I’d arrived late on purpose, not wanting to run into either Mum or Frank. As I took position at the back, I glanced over to Mum, up at the front. She spared the briefest glance in return and promptly turned away. But not Frank. He lingered there, glaring at me over his shoulder, eyes drilling their hate into me, eyebrows raised. An arm wrapped supportively around my Mum.
(You’re a fucking failure, Jack! I always said so!)
I ignored the screaming insinuations from his glare and picked up an Order of Service, grimacing at the photo of Gran on the front. An almost perfect resemblance to Mum. Then I glanced back to Frank. He was deep into the hymn again, his back to me, hugging Mum in tight and close.
The singing continued.
Gran didn’t deserve my singing voice. Instead, I started playing with the words in my mind, fitting them in with the melody:
Moaning and croaking,
Like the last
breath (of),
A cancer-man smoking,
Rejoice in her death.
After the hymn, everyone took their seats with a brief series of hushed shuffling sounds. The service proceeded with all the usual sycophantic bullshit. A wonderful woman, a beautiful soul. Oh, how she’ll be missed. I watched distant family members and barely recognisable friends weeping and hugging. When the congregation finally stood to listen to Michael Jackson’s ‘You Are Not Alone’ the coffin slid away. The curtains closed with an awkward squeaking and off she went with her express ticket to Hell.
* * *
I didn’t cause a scene. I could have. I could have exploded into a drink-fuelled supernova of hate but I remained calm and slunk from the crematorium before anyone noticed, deciding to give the wake a wide berth.
A few days later, a large envelope landed on my doormat. I opened it and shook out the contents.

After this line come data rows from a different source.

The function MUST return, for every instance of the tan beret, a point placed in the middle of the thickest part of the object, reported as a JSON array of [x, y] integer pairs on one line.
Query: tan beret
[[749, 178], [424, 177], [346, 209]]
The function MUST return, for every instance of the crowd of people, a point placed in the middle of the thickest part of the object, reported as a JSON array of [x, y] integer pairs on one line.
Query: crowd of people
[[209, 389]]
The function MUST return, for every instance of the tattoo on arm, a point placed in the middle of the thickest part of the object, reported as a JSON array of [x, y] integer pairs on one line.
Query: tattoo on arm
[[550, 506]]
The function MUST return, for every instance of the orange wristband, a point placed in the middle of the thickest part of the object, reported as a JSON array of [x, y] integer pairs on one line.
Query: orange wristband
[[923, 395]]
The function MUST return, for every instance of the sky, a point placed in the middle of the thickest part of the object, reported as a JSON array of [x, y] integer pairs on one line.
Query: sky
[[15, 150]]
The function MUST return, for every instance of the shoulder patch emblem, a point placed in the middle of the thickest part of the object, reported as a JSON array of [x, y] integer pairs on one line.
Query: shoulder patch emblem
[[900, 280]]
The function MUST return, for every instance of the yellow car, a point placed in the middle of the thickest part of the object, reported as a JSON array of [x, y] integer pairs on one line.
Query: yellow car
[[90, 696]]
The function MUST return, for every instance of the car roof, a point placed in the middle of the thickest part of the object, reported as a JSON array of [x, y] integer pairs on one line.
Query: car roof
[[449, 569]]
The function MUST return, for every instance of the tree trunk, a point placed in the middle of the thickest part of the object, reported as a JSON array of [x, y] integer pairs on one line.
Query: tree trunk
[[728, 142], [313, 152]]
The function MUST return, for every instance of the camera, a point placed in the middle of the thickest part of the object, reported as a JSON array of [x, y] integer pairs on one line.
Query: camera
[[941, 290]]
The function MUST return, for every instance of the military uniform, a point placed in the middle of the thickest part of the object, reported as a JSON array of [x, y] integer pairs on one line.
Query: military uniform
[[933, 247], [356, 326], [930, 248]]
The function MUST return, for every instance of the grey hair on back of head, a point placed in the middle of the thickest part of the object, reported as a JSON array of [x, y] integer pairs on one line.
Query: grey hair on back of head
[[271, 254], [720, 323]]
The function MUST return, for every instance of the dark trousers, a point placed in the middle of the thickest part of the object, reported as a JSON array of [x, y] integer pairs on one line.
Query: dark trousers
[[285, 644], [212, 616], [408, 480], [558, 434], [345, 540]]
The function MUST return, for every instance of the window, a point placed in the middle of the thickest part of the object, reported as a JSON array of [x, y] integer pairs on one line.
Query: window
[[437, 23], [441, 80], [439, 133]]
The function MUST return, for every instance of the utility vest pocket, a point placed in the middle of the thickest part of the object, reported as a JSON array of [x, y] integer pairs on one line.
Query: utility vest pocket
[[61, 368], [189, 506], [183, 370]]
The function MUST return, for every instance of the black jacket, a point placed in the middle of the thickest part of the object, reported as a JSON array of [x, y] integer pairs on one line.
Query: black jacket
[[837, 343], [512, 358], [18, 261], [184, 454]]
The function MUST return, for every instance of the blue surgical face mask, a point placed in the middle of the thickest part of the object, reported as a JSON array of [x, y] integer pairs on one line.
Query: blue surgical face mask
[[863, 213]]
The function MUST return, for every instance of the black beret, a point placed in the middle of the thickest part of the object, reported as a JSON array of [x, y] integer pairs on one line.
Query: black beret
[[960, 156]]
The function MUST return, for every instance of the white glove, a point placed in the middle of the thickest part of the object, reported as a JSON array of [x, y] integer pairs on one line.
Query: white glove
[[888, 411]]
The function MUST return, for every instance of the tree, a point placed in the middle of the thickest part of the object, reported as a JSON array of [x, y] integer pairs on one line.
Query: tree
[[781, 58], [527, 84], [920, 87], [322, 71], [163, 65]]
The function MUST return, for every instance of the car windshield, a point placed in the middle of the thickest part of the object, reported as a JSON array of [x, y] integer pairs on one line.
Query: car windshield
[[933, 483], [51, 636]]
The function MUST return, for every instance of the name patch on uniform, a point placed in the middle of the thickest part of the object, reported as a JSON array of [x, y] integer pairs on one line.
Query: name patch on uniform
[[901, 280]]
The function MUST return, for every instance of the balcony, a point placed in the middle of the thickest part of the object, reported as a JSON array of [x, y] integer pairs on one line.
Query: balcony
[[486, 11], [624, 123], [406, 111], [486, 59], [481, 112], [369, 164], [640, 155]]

There were two smaller envelopes inside, one which had ‘Jack’ written on the front in my Mum’s handwriting, and one in my grandmother’s.
I decided to open and read Mum’s letter first:
Jack,
Your Grandmother left you some money and a letter (enclosed). We already know what your Gran left you, and we’ll get a cheque to you before probate is settled, as I’m sure you’ll be keen to get your hands on the money. Of course, Frank thinks you shouldn’t get a penny, but who am I to challenge the wishes of your kind and ever-loving Grandmother?
Mum.
I sneered at it and opened Gran’s. I wasn’t really sure I wanted to. There was a sudden sickness in my guts. But curiosity got the better of me.
It said:
Dear Jack,
I let you down. I am sorry,
Gran.
A while after that, the cheque turned up. It was for fifty thousand pounds.
Two
I’d taken a few days off work, playing the part of a grieving grandson. Taking time off was the sort of thing that other people would do and I’d realised some time ago that often in life it’s best to do what other people do. To look normal and fit in. In any event, my head was a mess. Tons of thoughts swirling around my mind, like the noisy rushing chaos of a tornado, not least of which was the money Gran had left me. The anger was still there; a bright fury that smouldered beneath the surface of my outward calm. But there was a massive sense of confusion, too.